DETROIT — Safety Eddie Jackson knew where the ball was going.
When Lions quarterback Matthew Stafford took the snap with 6:09 to play in a tie game, Lions tight end Michael Roberts ran into the left flat. Wide receivers Kenny Golladay and Bruce Ellington, who were split left, ran slants to try to cause a Thanksgiving traffic jam in front of Jackson.
Jackson, though, beat Roberts to the ball, catching it at the Lions’ 41 and sprinting untouched to the end zone. His Turkey Day takeaway was the decisive touchdown in the Bears’ 23-16 victory Thursday at Ford Field, their fifth in a row and third in 12 days.
In the 1½ seconds it took Stafford to take the snap and throw, Jackson sprinted from the 49-yard line in the middle of the field to the 41-yard line at the numbers and undercut the two receivers who tried to get in his way. Stafford saw him sprinting from center field, but he “thought we’d outflank him.”
“My eyes stayed on [Roberts], and then at the right time, I got my eyes back on the quarterback as the ball was coming,” Jackson said.
Jackson high-stepped his way toward the end zone, holding the ball out in his right hand. He backpedaled the last couple of yards and flipped the ball to a fan dressed like Mike Ditka. Then he led the defense — and a few offensive players who had snuck over from the sideline — in an “up-down” football-drill celebration.
It was Jackson’s second pick-six in as many weeks, and the third of his 27-game career. The three are more than 25 NFL teams have in the same span.
“Winning by that touchdown with Eddie — he’s had an unbelievable season so far,” coach Matt Nagy said. “One that I don’t know if I’ve ever seen.”
The Alabama alum has five defensive touchdowns — three interceptions and two fumble returns — in his first two seasons. That ties former Jets safety Erik McMillan for the most in a player’s first two years. And Jackson has five more games — and possibly the playoffs — to try for another.
“He is a highlight waiting to happen,” cornerback Prince Amukamara said.
The interception came at the perfect time.
When the Bears’ defense needed one more, they got it. After Jackson’s score, the Lions faced a third-and-nine at the Bears’ 11 with 1:07 to play. Stafford threw into the end zone — and into cornerback Kyle Fuller’s hands.
Minutes earlier, the Bears looked the part of a sluggish team whose last game ended 85 hours before this kickoff. After a scoreless first quarter, the Lions struck first.
Bears tight end Trey Burton fumbled the ball away, and the Lions faced a fourth-and-one at the Bears’ 16. Stafford threw a pass right at inside linebacker Danny Trevathan, who tried to catch the ball, hit it with both hands and popped it in the air. Fullback Nick Bellore plucked the ball out of the air for a five-yard gain and a first down.

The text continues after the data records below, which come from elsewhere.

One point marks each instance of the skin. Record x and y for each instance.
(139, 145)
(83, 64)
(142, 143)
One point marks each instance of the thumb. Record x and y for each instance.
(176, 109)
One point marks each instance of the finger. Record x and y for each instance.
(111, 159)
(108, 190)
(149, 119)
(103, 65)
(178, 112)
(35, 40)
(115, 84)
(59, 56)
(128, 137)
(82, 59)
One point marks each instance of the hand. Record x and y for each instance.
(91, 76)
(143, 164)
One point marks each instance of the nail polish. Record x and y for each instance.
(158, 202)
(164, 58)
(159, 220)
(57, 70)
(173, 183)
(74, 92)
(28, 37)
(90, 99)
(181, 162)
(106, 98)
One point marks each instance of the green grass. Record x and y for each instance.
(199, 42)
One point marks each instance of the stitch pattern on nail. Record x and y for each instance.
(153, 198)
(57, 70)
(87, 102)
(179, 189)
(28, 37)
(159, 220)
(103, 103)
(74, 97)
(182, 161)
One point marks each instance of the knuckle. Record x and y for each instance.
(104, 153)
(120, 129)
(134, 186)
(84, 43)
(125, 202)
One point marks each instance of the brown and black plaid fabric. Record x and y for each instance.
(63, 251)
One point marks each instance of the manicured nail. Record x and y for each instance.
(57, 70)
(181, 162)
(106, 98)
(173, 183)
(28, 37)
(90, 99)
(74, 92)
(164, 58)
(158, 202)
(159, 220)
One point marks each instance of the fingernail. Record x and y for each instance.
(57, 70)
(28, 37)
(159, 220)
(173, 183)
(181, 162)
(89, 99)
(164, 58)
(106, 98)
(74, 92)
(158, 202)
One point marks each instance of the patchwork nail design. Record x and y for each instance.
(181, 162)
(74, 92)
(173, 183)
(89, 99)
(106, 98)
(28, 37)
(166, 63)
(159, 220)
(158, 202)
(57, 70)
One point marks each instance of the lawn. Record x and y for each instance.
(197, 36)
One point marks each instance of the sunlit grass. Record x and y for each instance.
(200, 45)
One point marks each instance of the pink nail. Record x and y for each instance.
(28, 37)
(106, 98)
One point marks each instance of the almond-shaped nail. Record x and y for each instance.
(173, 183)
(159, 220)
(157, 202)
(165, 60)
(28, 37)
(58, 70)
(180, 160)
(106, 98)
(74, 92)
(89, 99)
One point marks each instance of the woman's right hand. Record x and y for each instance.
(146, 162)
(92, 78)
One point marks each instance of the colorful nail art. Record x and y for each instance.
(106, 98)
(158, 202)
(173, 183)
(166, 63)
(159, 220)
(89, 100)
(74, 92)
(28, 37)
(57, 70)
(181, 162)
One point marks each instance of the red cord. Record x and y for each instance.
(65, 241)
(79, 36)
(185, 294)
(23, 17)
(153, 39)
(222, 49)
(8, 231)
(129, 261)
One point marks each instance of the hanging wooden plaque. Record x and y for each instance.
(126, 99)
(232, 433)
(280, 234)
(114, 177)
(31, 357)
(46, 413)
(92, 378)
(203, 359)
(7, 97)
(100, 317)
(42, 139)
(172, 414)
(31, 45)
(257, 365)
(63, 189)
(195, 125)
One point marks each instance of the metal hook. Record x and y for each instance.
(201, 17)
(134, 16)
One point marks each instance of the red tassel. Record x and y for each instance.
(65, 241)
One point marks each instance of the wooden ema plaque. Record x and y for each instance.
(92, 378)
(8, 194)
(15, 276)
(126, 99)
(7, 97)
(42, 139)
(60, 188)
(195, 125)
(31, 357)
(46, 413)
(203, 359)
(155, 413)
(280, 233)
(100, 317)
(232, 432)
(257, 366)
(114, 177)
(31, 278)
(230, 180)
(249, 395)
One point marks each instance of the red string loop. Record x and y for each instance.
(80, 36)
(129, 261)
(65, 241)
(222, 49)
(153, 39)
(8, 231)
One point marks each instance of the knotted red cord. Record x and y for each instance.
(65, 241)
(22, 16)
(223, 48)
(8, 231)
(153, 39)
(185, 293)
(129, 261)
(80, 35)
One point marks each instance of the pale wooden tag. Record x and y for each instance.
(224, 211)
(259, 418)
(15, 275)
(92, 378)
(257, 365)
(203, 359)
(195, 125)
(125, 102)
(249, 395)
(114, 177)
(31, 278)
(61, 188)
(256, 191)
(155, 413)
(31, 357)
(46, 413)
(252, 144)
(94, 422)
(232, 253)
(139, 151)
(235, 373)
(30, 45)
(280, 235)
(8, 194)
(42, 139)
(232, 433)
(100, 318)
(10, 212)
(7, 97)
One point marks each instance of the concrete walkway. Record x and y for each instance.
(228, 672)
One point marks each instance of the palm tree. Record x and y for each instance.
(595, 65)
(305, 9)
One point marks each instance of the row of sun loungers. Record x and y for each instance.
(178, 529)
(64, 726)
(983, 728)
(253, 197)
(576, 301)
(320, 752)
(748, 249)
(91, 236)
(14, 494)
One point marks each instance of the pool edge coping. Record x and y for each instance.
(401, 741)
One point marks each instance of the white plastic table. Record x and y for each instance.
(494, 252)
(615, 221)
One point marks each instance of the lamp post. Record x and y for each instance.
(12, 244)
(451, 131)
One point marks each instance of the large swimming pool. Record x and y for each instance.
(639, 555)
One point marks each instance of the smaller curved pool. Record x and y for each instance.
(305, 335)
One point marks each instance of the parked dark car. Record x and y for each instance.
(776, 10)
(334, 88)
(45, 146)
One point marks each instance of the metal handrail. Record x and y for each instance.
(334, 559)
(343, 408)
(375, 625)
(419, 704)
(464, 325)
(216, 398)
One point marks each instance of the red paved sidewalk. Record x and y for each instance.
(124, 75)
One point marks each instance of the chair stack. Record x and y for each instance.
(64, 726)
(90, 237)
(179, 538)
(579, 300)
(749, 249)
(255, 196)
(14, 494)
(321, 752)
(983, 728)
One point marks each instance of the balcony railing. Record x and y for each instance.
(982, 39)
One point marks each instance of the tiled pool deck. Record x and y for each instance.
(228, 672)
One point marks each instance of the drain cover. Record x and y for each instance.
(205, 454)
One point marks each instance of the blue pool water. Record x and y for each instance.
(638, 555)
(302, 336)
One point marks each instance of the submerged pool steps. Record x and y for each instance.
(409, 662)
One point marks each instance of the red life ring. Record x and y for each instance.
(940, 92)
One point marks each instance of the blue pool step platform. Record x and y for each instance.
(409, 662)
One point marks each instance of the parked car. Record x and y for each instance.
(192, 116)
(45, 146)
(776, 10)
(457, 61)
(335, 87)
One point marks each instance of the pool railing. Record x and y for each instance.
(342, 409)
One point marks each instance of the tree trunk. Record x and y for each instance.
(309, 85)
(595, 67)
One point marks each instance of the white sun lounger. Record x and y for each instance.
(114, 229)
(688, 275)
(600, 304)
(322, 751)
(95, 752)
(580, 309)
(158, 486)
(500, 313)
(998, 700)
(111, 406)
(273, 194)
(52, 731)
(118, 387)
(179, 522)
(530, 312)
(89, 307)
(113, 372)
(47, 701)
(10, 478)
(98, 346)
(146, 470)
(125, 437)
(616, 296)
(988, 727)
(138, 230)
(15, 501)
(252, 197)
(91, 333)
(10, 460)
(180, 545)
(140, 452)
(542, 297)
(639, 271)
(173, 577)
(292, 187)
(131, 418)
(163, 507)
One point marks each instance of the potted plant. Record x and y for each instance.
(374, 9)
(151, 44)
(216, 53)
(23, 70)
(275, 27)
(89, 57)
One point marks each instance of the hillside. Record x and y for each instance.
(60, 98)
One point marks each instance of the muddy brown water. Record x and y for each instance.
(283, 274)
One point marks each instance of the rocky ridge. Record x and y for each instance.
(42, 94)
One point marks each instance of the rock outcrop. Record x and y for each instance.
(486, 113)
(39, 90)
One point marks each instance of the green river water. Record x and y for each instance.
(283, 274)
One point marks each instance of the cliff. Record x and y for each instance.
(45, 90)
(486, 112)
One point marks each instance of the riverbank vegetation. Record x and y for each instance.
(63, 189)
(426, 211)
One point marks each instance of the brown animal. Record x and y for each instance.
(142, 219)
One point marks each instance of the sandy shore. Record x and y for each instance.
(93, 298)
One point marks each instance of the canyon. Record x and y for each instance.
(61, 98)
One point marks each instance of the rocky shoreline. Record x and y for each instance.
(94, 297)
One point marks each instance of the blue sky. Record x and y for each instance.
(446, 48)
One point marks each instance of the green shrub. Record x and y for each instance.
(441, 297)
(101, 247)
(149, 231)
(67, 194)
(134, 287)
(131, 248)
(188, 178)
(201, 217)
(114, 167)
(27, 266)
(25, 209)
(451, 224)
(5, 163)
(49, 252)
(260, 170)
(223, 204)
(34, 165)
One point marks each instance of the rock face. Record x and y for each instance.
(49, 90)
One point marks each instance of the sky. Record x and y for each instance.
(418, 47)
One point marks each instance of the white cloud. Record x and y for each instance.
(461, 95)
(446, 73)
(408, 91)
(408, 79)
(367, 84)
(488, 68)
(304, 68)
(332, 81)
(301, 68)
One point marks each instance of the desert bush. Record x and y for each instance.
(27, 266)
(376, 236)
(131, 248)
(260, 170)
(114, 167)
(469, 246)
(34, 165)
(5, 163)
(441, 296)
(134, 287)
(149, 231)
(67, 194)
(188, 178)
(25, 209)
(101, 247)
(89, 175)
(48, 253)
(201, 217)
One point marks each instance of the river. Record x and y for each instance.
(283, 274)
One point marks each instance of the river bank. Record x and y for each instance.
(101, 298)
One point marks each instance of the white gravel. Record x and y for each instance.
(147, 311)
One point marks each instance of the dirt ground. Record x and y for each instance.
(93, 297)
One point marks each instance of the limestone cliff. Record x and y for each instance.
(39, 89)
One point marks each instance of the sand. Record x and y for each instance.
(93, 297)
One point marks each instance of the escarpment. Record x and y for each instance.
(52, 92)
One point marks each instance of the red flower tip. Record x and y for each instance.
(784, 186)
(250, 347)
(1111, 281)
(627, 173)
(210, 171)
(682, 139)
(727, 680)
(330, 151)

LeGarrette Blount scored two plays later, his first of two four-yard touchdown runs.
The Bears countered with Cody Parkey’s 40-yard field goal and a 10-yard pass from Chase Daniel to Taquan Mizzell with 40 seconds left in the first half.
The Bears went for two and failed, and the Lions did the same in the third quarter after Blount’s second touchdown.
Subbing for injured quarterback Mitch Trubisky, Daniel was efficient in his third career start, completing 27 of 37 passes for 230 yards and two touchdowns. His 14-yard pass to Tarik Cohen gave the Bears a 16-13 lead about a minute into the fourth quarter. Six minutes later, the Lions decided to kick rather than go for it on fourth-and-one from the Bears’ 2. Matt Prater’s 20-yarder tied the game at 16.
After the Bears punted, Jackson jumped the route.
“He’s always looking to score every game,” Amukamara said. “I know he definitely wants respect in this league. After today, I’m sure, without a doubt, he’s gonna get it.”